Health and Behavior: Deep Learning for Biomedical Health Data
REU Mentor: Behnaz Ghoraani, Ph.D.
REU Scholar: Maria Cardei
REU Scholar Home Institution: University of Florida
Project: Domain Adaptation for Human Activity Recognition of Parkinson’s Disease Patients
Human activity recognition (HAR) is the act of identifying and naming activities using machine learning from gathered data collected from wearable sensors. HAR is revolutionary for the healthcare field. Parkinson’s disease (PD) is a neural disorder that affects patients’ movements, balance, and coordination, which significantly get worse as the disease progresses. With HAR, medical specialists can better understand PD, how it progresses, and improve overall diagnosis and prognosis. The biggest challenge of performing HAR on PD patients is that there is not sufficient labeled sensor data from PD patients. Machine learning models can classify human activities, however these models need a large amount of labeled data to provide significant, robust results.

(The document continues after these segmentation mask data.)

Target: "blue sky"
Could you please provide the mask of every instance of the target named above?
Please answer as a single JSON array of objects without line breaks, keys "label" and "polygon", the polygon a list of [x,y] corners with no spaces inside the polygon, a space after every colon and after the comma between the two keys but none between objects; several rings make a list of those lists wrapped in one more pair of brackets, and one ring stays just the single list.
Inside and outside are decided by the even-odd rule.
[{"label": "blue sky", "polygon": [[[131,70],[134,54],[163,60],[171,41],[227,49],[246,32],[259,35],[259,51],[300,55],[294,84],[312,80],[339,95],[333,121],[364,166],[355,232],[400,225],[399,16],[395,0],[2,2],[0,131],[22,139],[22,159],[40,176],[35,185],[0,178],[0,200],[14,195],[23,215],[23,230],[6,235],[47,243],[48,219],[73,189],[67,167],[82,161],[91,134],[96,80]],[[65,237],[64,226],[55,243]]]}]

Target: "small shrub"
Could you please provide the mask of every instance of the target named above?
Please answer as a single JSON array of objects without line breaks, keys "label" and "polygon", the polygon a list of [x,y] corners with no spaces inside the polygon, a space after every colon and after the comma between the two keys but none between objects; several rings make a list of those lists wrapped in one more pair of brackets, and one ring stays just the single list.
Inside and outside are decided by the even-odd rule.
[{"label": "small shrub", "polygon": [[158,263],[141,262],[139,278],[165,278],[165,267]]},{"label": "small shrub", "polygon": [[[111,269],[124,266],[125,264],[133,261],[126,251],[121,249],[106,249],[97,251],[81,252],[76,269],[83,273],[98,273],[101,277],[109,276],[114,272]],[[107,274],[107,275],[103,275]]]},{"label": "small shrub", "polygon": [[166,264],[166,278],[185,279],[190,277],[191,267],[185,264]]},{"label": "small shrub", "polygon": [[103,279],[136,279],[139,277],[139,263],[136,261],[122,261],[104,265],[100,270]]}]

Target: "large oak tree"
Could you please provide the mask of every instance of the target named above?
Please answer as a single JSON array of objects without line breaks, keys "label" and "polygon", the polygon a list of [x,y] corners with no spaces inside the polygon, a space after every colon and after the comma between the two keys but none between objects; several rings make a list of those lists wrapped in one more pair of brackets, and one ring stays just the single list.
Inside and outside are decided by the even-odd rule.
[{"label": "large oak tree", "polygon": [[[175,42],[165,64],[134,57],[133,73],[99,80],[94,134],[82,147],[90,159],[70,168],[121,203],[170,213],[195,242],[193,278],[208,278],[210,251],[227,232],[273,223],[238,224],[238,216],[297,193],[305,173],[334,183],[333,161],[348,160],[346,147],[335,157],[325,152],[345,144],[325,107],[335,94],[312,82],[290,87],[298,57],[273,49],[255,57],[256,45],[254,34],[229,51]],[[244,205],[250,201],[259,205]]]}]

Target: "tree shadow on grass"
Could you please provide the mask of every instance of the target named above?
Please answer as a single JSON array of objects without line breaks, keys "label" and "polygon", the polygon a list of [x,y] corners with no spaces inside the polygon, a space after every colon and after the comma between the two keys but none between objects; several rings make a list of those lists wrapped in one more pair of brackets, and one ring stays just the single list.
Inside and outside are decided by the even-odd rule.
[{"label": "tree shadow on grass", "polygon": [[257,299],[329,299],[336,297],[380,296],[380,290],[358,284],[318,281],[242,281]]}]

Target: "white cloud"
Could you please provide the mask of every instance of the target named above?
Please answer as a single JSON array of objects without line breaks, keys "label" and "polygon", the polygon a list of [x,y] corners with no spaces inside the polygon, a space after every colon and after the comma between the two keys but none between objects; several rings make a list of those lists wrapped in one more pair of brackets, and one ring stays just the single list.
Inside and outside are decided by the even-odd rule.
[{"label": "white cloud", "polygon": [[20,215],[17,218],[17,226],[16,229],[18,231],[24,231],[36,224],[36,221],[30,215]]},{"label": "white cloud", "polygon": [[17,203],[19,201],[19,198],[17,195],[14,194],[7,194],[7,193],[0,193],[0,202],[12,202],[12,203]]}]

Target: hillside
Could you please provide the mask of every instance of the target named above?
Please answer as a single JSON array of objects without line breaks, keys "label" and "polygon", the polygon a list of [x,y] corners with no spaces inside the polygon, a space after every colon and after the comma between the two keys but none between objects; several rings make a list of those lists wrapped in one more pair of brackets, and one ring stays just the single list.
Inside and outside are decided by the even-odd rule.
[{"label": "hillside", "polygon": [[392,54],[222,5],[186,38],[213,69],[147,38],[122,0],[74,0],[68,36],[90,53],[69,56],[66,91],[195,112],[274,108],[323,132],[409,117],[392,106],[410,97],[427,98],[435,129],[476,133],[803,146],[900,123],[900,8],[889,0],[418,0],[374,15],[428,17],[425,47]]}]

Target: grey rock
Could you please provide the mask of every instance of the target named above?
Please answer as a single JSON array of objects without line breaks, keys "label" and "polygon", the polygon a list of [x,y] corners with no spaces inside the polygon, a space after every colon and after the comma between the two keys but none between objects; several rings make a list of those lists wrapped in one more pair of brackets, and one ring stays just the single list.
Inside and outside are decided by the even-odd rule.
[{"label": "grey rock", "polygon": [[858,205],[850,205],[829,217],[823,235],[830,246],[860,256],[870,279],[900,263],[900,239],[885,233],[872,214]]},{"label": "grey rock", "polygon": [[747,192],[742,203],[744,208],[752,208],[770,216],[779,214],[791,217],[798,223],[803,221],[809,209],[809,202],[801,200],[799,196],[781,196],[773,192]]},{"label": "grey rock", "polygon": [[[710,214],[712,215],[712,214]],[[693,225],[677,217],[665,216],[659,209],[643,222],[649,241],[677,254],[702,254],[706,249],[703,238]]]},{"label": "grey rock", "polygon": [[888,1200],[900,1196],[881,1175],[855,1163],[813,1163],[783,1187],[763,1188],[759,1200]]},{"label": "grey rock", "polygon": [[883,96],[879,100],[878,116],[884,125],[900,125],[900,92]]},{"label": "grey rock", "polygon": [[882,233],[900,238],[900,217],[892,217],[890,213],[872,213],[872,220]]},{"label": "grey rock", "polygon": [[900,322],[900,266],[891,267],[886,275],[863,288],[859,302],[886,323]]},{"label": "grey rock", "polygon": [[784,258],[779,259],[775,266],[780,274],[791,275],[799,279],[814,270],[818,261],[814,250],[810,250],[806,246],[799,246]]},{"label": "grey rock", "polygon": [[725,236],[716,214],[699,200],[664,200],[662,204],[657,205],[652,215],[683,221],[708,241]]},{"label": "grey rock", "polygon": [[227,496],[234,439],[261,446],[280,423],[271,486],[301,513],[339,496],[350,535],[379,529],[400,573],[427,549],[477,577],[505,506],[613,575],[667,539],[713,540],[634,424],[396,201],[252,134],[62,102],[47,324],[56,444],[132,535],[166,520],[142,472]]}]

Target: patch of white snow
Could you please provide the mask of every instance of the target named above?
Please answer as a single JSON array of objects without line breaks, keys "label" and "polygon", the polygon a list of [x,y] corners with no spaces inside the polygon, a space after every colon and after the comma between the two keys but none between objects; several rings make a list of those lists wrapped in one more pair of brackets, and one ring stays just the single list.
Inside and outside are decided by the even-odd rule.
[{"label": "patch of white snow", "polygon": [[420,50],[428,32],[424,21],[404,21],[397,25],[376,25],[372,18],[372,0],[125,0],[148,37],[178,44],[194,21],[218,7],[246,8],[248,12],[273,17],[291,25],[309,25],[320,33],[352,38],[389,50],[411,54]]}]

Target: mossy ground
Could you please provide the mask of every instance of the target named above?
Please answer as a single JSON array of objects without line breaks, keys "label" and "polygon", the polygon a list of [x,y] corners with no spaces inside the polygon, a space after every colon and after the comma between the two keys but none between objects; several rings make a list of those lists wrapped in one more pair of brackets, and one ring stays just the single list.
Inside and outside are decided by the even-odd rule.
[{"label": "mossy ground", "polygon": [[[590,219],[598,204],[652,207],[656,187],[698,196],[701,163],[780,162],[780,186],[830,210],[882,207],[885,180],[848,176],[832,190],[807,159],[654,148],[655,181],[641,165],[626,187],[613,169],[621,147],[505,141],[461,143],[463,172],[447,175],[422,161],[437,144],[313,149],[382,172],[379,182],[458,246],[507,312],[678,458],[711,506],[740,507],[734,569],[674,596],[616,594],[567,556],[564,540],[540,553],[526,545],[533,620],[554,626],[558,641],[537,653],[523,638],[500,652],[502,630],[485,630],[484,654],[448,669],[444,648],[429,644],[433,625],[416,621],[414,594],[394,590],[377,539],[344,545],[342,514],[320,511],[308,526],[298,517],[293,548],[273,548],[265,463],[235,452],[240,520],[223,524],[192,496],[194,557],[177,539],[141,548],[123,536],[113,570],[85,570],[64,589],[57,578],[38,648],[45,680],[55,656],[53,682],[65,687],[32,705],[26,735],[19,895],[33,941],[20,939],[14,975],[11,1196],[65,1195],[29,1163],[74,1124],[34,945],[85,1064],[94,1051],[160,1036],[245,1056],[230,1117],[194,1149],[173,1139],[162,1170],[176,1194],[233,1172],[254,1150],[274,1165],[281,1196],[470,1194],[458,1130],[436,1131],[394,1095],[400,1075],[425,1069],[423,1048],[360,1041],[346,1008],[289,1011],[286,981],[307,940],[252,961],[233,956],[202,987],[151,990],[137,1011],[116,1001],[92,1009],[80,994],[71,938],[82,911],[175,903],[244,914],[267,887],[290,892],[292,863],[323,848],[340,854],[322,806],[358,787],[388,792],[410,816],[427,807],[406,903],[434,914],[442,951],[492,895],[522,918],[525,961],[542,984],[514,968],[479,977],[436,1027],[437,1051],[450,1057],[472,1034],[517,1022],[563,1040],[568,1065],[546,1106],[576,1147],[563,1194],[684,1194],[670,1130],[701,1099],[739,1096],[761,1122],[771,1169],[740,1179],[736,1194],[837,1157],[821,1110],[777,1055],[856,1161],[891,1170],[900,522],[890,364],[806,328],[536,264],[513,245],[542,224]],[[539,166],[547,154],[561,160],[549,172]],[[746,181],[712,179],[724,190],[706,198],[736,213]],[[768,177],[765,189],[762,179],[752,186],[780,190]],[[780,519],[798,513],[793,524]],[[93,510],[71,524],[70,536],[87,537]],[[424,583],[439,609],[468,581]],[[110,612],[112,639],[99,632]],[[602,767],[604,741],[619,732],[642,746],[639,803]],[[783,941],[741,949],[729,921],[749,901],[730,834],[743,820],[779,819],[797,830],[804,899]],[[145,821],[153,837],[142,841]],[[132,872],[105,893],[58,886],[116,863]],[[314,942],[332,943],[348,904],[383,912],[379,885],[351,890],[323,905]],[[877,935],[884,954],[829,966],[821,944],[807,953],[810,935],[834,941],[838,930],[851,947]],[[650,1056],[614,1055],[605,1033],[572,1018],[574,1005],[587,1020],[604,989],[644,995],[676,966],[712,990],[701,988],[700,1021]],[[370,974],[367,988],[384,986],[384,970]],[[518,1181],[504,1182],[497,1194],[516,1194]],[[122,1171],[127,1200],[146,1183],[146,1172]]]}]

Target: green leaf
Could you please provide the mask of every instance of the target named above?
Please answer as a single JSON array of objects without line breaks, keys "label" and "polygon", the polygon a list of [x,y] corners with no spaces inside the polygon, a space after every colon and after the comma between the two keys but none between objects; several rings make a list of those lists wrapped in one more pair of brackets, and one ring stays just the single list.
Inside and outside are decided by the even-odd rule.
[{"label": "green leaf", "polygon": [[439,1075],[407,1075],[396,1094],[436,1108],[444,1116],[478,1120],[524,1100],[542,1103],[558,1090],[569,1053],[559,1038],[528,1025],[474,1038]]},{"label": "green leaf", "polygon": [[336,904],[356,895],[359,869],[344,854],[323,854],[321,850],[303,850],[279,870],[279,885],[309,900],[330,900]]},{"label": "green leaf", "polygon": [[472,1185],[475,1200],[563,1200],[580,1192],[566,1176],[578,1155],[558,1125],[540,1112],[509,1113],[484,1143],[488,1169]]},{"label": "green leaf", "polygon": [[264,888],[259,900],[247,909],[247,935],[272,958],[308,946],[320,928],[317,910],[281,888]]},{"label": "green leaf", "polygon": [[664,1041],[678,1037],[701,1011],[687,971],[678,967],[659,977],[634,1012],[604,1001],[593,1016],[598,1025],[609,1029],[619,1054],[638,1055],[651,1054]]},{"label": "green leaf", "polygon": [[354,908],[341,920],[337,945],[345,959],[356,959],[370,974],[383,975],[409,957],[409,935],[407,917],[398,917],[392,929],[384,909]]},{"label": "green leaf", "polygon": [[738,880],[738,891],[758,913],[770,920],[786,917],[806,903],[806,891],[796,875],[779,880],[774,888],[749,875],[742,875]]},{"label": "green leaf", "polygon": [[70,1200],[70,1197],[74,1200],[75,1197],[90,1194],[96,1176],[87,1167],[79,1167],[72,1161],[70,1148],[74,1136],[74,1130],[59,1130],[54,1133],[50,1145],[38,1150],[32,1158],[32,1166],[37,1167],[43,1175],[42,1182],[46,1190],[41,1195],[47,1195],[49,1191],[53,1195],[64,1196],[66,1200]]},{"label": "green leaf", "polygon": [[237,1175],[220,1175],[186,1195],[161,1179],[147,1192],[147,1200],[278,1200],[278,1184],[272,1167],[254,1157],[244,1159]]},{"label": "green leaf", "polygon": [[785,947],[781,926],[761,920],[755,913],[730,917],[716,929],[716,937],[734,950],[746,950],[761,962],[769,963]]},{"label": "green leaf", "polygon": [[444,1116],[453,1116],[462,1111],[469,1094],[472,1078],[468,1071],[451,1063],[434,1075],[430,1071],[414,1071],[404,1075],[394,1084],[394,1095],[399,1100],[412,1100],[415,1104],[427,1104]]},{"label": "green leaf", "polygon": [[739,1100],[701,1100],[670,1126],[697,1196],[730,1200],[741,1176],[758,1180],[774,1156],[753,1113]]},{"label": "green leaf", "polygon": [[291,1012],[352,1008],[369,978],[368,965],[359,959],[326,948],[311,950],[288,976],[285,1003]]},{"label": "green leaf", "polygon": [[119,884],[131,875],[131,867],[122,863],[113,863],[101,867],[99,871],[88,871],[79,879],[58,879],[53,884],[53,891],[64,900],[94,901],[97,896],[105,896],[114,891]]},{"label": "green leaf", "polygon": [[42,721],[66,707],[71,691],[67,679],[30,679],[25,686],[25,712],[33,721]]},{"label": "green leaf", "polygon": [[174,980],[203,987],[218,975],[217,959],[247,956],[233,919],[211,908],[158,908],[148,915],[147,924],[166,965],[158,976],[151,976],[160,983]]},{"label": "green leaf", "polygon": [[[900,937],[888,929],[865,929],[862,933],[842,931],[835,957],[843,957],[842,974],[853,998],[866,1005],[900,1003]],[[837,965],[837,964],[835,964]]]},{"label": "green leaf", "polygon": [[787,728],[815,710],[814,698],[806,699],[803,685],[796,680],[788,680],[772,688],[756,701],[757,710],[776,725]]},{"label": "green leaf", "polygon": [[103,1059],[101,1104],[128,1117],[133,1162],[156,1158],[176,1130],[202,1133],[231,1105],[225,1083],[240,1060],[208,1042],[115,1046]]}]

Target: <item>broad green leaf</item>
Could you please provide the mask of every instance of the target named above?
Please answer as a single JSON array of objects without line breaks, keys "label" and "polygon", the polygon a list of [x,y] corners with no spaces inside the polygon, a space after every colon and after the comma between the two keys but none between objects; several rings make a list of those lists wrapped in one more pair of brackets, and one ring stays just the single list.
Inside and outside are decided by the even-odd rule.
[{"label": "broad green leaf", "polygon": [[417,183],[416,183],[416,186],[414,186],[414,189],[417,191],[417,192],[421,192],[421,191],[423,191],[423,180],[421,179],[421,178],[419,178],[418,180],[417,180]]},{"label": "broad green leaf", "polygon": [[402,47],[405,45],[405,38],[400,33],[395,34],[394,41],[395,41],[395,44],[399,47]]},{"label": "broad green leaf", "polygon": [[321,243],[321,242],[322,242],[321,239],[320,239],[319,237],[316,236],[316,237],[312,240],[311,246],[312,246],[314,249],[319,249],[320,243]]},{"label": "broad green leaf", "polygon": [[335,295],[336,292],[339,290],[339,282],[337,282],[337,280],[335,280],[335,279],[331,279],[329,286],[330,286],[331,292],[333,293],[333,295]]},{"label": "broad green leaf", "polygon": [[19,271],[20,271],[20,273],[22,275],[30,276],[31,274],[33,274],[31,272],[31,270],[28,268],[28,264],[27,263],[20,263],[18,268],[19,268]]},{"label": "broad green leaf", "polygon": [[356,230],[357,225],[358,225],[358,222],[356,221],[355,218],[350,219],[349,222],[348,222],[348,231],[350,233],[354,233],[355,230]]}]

We have a machine learning model that can successfully classify sensor acceleration data of two public healthy patient datasets (pamap2 and mhealth) with 83.98% and 91.70% accuracy, respectively. When cross testing this model on our privately acquired PD dataset, the accuracy decreases. Domain adaptation (DA) is a method that can be used to improve these results. DA involves training a machine learning model on a source dataset and securing a good accuracy on the target dataset, which is significantly different from the source dataset. The aim of this project is to apply DA to our machine learning model in order to improve HAR classification results of PD data. We ran a few state-of-the-art DA methods, such as Discriminative Adversarial Neural Network (DANN) and Margin Disparity Discrepancy (MDD) with a healthy dataset (pamap2) as the source and the PD dataset as the target dataset. The results so far are comparable to literature standards and our cross testing results. More work is currently being carried out to refine our DA implementations and improve overall results.